La Svezia ha poco più di 100.000 persone con diagnosi di Alzheimer. I sintomi cognitivi combinati con livelli elevati di proteine beta-amiloidi e tau fosforilata costituiscono la base per la diagnosi. Ma negli ultimi dieci anni, la teoria secondo cui i cambiamenti nell’umore e nel comportamento possono essere segni precoci di malattia con sintomi non ha ricevuto tanta attenzione scientifica quanto i sintomi cognitivi.
Ora, i ricercatori dell’Università di Lund, dello Skene University Hospital e dell’Unità di Medicina Cognitiva di Angelholm hanno studiato congiuntamente i complessi collegamenti tra sintomi mentali, proteine di Alzheimer e sintomi cognitivi. Ciò è stato fatto nell’ambito dello studio di fama mondiale BioFINDER, guidato dal professor Oscar Hanson.
Lo studio ha esaminato 356 persone di età superiore ai 65 anni che non avevano problemi cognitivi all’inizio dello studio. Oltre ad analizzare l’amiloide-beta e la tau fosforilata nel liquido spinale, ogni due anni sono stati esaminati anche i livelli di ansia e apatia dei partecipanti, nonché la funzione cognitiva. I partecipanti allo studio sono stati seguiti per otto anni.
Sintomi mentali – a seguito di cambiamenti nel cervello
Analizzando i dati, i ricercatori hanno trovato un legame tra livelli elevati di beta-amiloide all’inizio dello studio e lo sviluppo futuro di ansia e apatia.

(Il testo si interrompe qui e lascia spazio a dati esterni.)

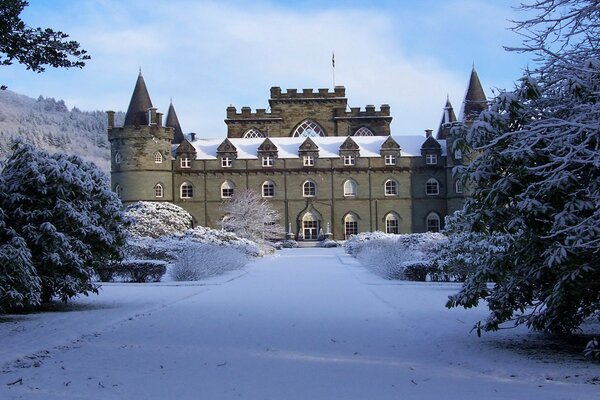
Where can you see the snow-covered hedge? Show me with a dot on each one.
(405, 256)
(155, 219)
(201, 260)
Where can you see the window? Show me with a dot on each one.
(308, 128)
(433, 222)
(431, 159)
(363, 131)
(309, 189)
(350, 225)
(390, 159)
(268, 189)
(158, 190)
(350, 188)
(226, 162)
(253, 133)
(186, 162)
(391, 187)
(432, 187)
(267, 161)
(186, 191)
(458, 186)
(227, 190)
(391, 224)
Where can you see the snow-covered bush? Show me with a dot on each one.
(155, 219)
(64, 211)
(201, 260)
(139, 271)
(405, 256)
(289, 244)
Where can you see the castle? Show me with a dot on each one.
(329, 170)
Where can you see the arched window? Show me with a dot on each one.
(227, 189)
(158, 190)
(253, 133)
(391, 187)
(308, 128)
(186, 190)
(392, 223)
(432, 187)
(363, 131)
(309, 189)
(350, 225)
(433, 222)
(458, 186)
(268, 189)
(350, 188)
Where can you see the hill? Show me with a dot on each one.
(49, 124)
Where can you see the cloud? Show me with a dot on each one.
(207, 55)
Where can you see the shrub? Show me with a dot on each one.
(199, 260)
(139, 271)
(155, 219)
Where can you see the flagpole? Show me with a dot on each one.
(333, 67)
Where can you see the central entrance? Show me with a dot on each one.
(310, 226)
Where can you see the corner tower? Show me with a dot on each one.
(141, 161)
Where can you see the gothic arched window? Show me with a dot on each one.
(308, 128)
(363, 131)
(253, 133)
(350, 188)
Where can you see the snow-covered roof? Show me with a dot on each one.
(369, 146)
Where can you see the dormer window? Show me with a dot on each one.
(186, 162)
(267, 161)
(226, 162)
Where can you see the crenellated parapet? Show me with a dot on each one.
(369, 112)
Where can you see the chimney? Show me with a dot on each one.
(111, 119)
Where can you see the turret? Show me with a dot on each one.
(173, 122)
(475, 101)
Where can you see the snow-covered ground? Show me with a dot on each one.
(305, 324)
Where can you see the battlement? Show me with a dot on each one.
(368, 112)
(307, 94)
(246, 113)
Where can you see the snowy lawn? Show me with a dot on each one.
(305, 324)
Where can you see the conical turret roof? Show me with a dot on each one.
(137, 112)
(448, 117)
(173, 122)
(475, 100)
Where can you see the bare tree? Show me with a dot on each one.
(250, 216)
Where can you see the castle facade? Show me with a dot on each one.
(329, 170)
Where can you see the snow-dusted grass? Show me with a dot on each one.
(390, 256)
(305, 324)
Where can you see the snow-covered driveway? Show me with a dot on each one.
(306, 324)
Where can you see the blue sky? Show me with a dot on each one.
(207, 55)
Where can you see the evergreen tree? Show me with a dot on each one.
(34, 47)
(64, 211)
(536, 179)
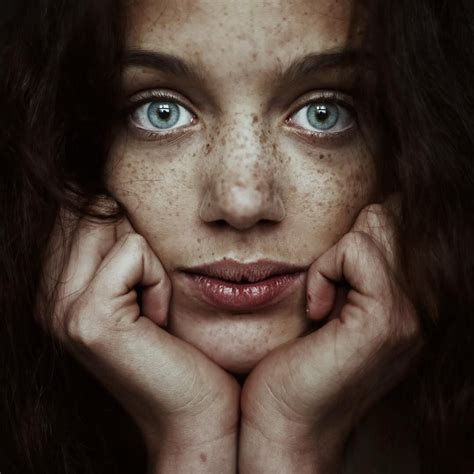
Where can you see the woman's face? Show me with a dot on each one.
(242, 146)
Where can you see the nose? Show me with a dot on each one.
(242, 188)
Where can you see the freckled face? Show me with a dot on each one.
(235, 156)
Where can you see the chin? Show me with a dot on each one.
(237, 343)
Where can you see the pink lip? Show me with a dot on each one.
(234, 286)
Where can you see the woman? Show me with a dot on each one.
(235, 237)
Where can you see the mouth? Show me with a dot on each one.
(233, 286)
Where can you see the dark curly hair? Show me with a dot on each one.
(60, 63)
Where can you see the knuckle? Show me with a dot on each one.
(82, 326)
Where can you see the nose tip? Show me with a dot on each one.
(242, 207)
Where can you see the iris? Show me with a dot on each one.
(322, 116)
(163, 114)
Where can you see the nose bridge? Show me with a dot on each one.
(242, 189)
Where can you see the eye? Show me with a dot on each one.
(161, 114)
(324, 116)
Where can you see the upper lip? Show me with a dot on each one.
(232, 270)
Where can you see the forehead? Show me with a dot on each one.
(244, 33)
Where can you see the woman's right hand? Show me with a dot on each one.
(184, 404)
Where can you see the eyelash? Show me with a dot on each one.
(341, 101)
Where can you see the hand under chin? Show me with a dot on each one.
(238, 342)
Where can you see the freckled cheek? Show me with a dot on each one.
(329, 202)
(157, 199)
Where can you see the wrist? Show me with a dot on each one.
(289, 450)
(218, 455)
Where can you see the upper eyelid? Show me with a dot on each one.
(343, 99)
(142, 97)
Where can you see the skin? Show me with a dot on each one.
(239, 182)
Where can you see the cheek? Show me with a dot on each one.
(328, 196)
(158, 197)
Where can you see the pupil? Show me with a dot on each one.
(164, 111)
(322, 113)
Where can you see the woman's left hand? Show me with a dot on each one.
(301, 402)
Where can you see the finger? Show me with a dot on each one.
(355, 260)
(131, 262)
(378, 221)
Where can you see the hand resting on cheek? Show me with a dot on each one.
(184, 404)
(301, 402)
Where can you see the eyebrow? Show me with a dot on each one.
(304, 66)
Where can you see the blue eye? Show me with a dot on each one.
(161, 115)
(323, 116)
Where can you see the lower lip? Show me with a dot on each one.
(226, 295)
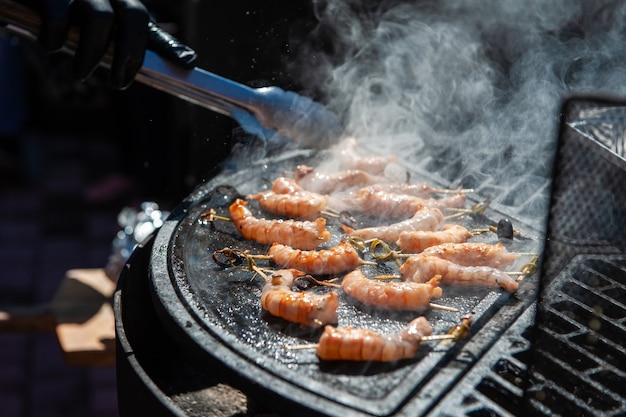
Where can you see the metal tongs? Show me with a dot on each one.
(268, 112)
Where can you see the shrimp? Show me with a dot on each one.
(417, 241)
(317, 182)
(354, 344)
(420, 268)
(405, 295)
(299, 204)
(374, 202)
(425, 218)
(416, 189)
(473, 254)
(299, 234)
(340, 258)
(309, 309)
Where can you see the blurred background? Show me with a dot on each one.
(73, 155)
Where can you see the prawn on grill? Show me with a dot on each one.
(356, 344)
(417, 189)
(297, 204)
(306, 308)
(298, 234)
(418, 240)
(404, 295)
(335, 260)
(373, 202)
(474, 254)
(421, 268)
(425, 218)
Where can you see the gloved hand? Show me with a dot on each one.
(124, 23)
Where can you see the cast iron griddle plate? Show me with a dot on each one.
(218, 311)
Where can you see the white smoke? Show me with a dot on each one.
(484, 77)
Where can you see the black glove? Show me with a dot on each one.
(125, 23)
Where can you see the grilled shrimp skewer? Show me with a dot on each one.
(309, 309)
(418, 240)
(277, 297)
(420, 268)
(299, 204)
(425, 218)
(474, 254)
(395, 295)
(416, 189)
(391, 295)
(288, 199)
(354, 344)
(374, 202)
(339, 258)
(299, 234)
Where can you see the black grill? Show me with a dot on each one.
(556, 353)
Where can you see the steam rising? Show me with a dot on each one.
(484, 77)
(483, 80)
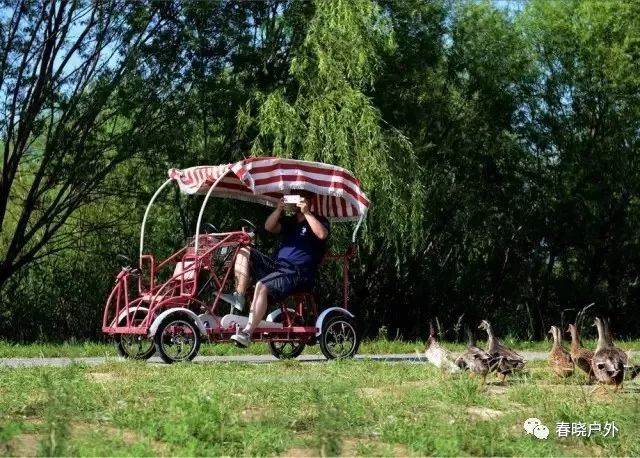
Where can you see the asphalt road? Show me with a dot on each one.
(254, 359)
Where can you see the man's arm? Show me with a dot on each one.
(319, 229)
(272, 224)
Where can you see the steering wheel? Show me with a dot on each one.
(129, 267)
(249, 223)
(258, 232)
(127, 260)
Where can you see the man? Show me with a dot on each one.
(304, 237)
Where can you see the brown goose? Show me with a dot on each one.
(581, 357)
(608, 360)
(559, 358)
(474, 359)
(505, 361)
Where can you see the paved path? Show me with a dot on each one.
(255, 359)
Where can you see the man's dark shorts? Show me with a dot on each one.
(280, 278)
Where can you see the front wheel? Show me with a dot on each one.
(339, 338)
(177, 339)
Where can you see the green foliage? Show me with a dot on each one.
(330, 117)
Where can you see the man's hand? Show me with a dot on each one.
(272, 223)
(303, 205)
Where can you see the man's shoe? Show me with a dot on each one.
(235, 299)
(242, 339)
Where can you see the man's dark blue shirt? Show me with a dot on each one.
(300, 246)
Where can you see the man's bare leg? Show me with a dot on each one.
(256, 314)
(258, 308)
(242, 276)
(241, 271)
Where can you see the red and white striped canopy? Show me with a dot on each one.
(266, 179)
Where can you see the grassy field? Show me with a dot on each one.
(364, 408)
(377, 346)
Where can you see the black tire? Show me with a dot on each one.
(288, 349)
(339, 337)
(135, 346)
(169, 341)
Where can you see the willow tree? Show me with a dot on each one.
(72, 107)
(327, 114)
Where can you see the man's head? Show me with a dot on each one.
(307, 195)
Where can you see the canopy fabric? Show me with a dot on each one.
(266, 179)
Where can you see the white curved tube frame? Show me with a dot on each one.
(204, 204)
(146, 214)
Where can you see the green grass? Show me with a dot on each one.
(129, 408)
(376, 346)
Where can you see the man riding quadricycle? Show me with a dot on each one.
(172, 317)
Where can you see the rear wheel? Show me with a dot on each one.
(177, 339)
(288, 349)
(339, 338)
(135, 346)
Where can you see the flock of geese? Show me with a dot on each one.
(606, 365)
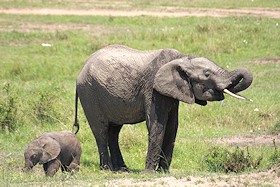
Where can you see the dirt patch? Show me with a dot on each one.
(159, 12)
(267, 178)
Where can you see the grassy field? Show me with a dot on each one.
(37, 85)
(140, 4)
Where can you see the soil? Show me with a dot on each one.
(263, 178)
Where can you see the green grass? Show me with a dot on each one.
(42, 83)
(141, 4)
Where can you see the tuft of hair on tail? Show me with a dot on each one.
(76, 121)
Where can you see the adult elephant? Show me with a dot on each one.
(119, 85)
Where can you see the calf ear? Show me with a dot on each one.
(50, 149)
(172, 80)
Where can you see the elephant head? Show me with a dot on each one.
(41, 150)
(198, 80)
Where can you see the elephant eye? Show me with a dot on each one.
(207, 74)
(33, 156)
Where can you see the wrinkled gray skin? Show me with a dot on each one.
(54, 150)
(119, 85)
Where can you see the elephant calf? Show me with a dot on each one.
(54, 150)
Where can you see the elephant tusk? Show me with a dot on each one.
(236, 96)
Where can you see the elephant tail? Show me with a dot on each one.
(76, 122)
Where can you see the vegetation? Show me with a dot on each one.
(223, 160)
(140, 4)
(41, 57)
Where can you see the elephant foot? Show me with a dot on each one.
(105, 167)
(122, 169)
(162, 170)
(148, 171)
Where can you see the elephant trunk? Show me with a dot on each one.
(241, 79)
(28, 165)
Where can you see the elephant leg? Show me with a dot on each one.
(51, 167)
(101, 137)
(75, 164)
(113, 142)
(157, 124)
(99, 127)
(98, 124)
(169, 140)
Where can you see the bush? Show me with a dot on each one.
(43, 107)
(276, 128)
(223, 160)
(274, 159)
(8, 109)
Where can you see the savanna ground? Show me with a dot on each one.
(43, 45)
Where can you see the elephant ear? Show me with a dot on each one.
(50, 149)
(171, 80)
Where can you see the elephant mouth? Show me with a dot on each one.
(218, 95)
(237, 96)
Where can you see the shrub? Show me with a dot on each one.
(43, 107)
(223, 160)
(276, 128)
(8, 110)
(274, 159)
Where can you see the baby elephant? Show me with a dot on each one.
(54, 150)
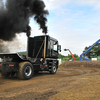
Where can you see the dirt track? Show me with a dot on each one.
(43, 86)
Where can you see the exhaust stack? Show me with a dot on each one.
(45, 46)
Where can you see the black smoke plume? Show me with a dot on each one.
(15, 14)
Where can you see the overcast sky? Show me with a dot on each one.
(75, 23)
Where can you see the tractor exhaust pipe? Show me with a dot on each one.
(27, 47)
(45, 46)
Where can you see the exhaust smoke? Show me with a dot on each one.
(15, 15)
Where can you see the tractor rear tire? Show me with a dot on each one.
(53, 69)
(25, 71)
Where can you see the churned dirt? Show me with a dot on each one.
(74, 80)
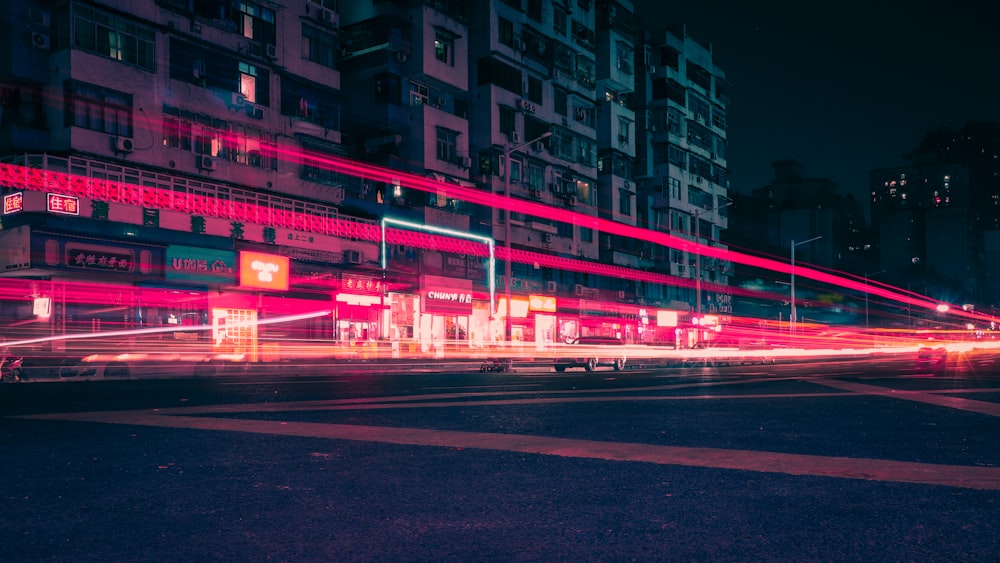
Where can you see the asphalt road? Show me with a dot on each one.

Moritz Johansson, uno studente di dottorato presso l’Università di Lund, medico presso l’Unità di Medicina Cognitiva dell’Angelholm Hospital e autore principale dello studio, spiega:
Il morbo di Alzheimer colpisce gran parte del cervello, comprese le aree che controllano le nostre vite emotive. Il nostro studio mostra che i sintomi mentali, proprio come i disturbi cognitivi, sono il risultato di cambiamenti nel cervello come risultato dell’accumulo di beta-amiloide.
I ricercatori hanno anche dimostrato che l’amiloide-beta guida lo sviluppo dell’apatia principalmente attraverso influenze dirette e che l’apatia è causata solo in misura limitata dal deterioramento cognitivo. Per quanto riguarda l’ansia, non è stata osservata alcuna associazione con cambiamenti cognitivi.
I risultati suggeriscono quindi che questi primi cambiamenti nella vita emotiva e nel comportamento nella malattia di Alzheimer costituiranno principalmente reazioni psicologiche alla ridotta capacità cognitiva. Invece, i risultati suggeriscono che l’apatia e almeno l’ansia derivano dall’accumulo patologico di alcune proteine associate al morbo di Alzheimer, spiega Oscar Hanson, professore di neuroscienze alla Lund University e chief medical officer presso lo Skene University Hospital.
Sintomi psicologici come misure di esito alternative
I risultati significano anche che i sintomi mentali del morbo di Alzheimer possono essere utilizzati come misure di esito alternative negli studi di trattamento. In definitiva, questo potrebbe portare a un progetto di studio più efficiente, continua.
Uno studio precedente su BioFINDER suggerisce che la presenza di ansia o apatia negli anziani senza demenza può indicare un aumentato rischio di futuro declino cognitivo.
Nella fase successiva, sono necessari studi per chiarire come questi sintomi possano contribuire a una diagnosi clinica ben consolidata durante le prime fasi della malattia, e poi in alcuni casi forse anche prima che la cognizione sia compromessa.
Materiale scientifico:
Testo: Martina Svensson
L’articolo è stato precedentemente pubblicato come notizia dall’Università di Lund
“Evangelista della musica. Fanatico del cibo malvagio. Ninja del web. Fan professionista dei social media. Maniaco dei viaggi sottilmente affascinante.”